An die­sem Punkt setzt das durch Spen­den finan­zier­te Pro­jekt Para­Ver­se des Schwei­zer Para­ple­gi­ker-Zen­trums in Zusam­men­ar­beit mit der Aug­ment IT AG an. Das hoch­ge­steck­te Ziel des Pro­jek­tes ist eine bar­rie­re­freie Nut­zung der kom­plet­ten digi­ta­len Welt für Men­schen mit Quer­schnitt­läh­mung. Damit dies mög­lich ist, muss die Steue­rung aller Funk­tio­nen rein über die Augen und die Spra­che mög­lich sein. Ste­fan Stal­der sagt: «Mit der Inte­gra­ti­on einer Augen­steue­rung bei Exten­ded Rea­li­ty-Bril­len schafft das Schwei­zer Para­ple­gi­ker-Zen­trum mit die­sem Pro­jekt die Vor­aus­set­zung für eine eigen­stän­di­ge Steue­rung durch Tetraplegiker:innen. So kön­nen auch hoch­ge­lähm­te Betrof­fe­ne in die digi­ta­le Welt ein­tau­chen und die­se eigen­stän­dig bedie­nen. All dies, ohne die Hän­de und die Stim­me zu benut­zen, was beson­ders bei frisch­ver­letz­ten Per­so­nen einen rie­si­gen Nut­zen bringt. Nebst der erhöh­ten Selbst­stän­dig­keit geben wir den Betrof­fe­nen damit auch eine gros­se Por­ti­on Pri­vat­sphä­re zurück.» Aber nicht nur für die Kom­mu­ni­ka­ti­on der Patient:innen sind die Bril­len hilf­reich, denn sie kön­nen auch für The­ra­pie­zwecke ein­ge­setzt wer­den. Mono­to­ne The­ra­pie­übun­gen kön­nen digi­tal ange­rei­chert wer­den, was der Moti­va­ti­on der Betrof­fe­nen zuträg­lich ist und den The­ra­pie­fort­schritt unter­stützt. «Eini­ge Pati­en­tin­nen und Pati­en­ten konn­ten schon am Hand­bike im Para­ple­gi­ker-Zen­trum mit VR-Bril­le trai­nie­ren und waren spür­bar aus­dau­ern­der, weil sie vir­tu­ell eine schö­ne Land­stras­se ent­lang gefah­ren sind», erläu­tert Ste­fan Stalder. 

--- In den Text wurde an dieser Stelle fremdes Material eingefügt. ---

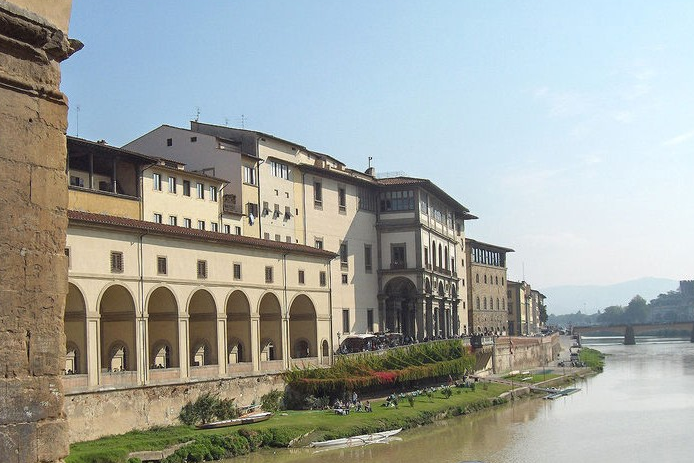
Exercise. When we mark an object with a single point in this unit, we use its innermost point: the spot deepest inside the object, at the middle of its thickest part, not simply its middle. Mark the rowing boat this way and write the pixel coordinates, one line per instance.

Die Schwei­zer Para­ple­gi­ker-Stif­tung setzt sich für den Ein­satz eines bar­rie­re­frei­en Zugangs in die digi­ta­len Welt für Quer­schnitt­ge­lähm­te mit­tels einer Augen­steue­rung ein. Bild: zVg Schwei­zer Paraplegiker-Stiftung

Ent­wick­lung zusam­men mit den Betroffenen

Damit die betrof­fe­nen Per­so­nen Lösun­gen erhal­ten, die auf ihre tat­säch­li­chen Bedürf­nis­se abge­stimmt sind, wer­den Men­schen mit einer Quer­schnitt­läh­mung seit der Anfangs­pha­se in die Ent­wick­lung von Para­Ver­se mit­ein­be­zo­gen. Ste­fan Stal­der erklärt: «Die Betrof­fe­nen sind die besten Expert:innen ihrer eige­nen Lebens­um­stän­de und kön­nen damit wesent­li­che Inputs für die Ent­wick­lung von Para­Ver­se lie­fern. Das sind wert­vol­le Sicht- und Denk­wei­sen, wel­che Men­schen ohne Quer­schnitt­läh­mung ver­bor­gen blei­ben. Eine zen­tra­le Ent­wick­lungs­vor­ga­be ist daher die kon­se­quen­te Aus­rich­tung der Funk­tio­nen an den Bedürf­nis­sen der Anwen­de­rin­nen und Anwen­der.» Dass die­ser Ansatz die rich­ti­ge Wahl war, zei­gen die posi­ti­ven Rück­mel­dun­gen der ersten Nutzer:innen von Para­Ver­se. Aber nicht nur bei den Betrof­fe­nen stösst das Pro­jekt auf Aner­ken­nung, so konn­ten schon diver­se Awards ent­ge­gen­ge­nom­men wer­den – unter ande­ren wur­de Para­Ver­se mit dem Ger­man Inno­va­ti­on Award 2024 und dem Core77 Design Award 2024 ausgezeichnet. 

Schwei­zer Paraplegiker-Stiftung

Die durch Gön­ner­bei­trä­ge und Spen­den finan­zier­te gemein­nüt­zi­ge Orga­ni­sa­ti­on unter­stützt Quer­schnitt­ge­lähm­te mit einem ganz­heit­li­chen und welt­weit ein­zig­ar­ti­gen Lei­stungs­netz. Ihre Visi­on ist eine Welt, in der Men­schen mit Quer­schnitt­läh­mung ein selbst­be­stimm­tes Leben bei best­mög­li­cher Gesund­heit füh­ren können.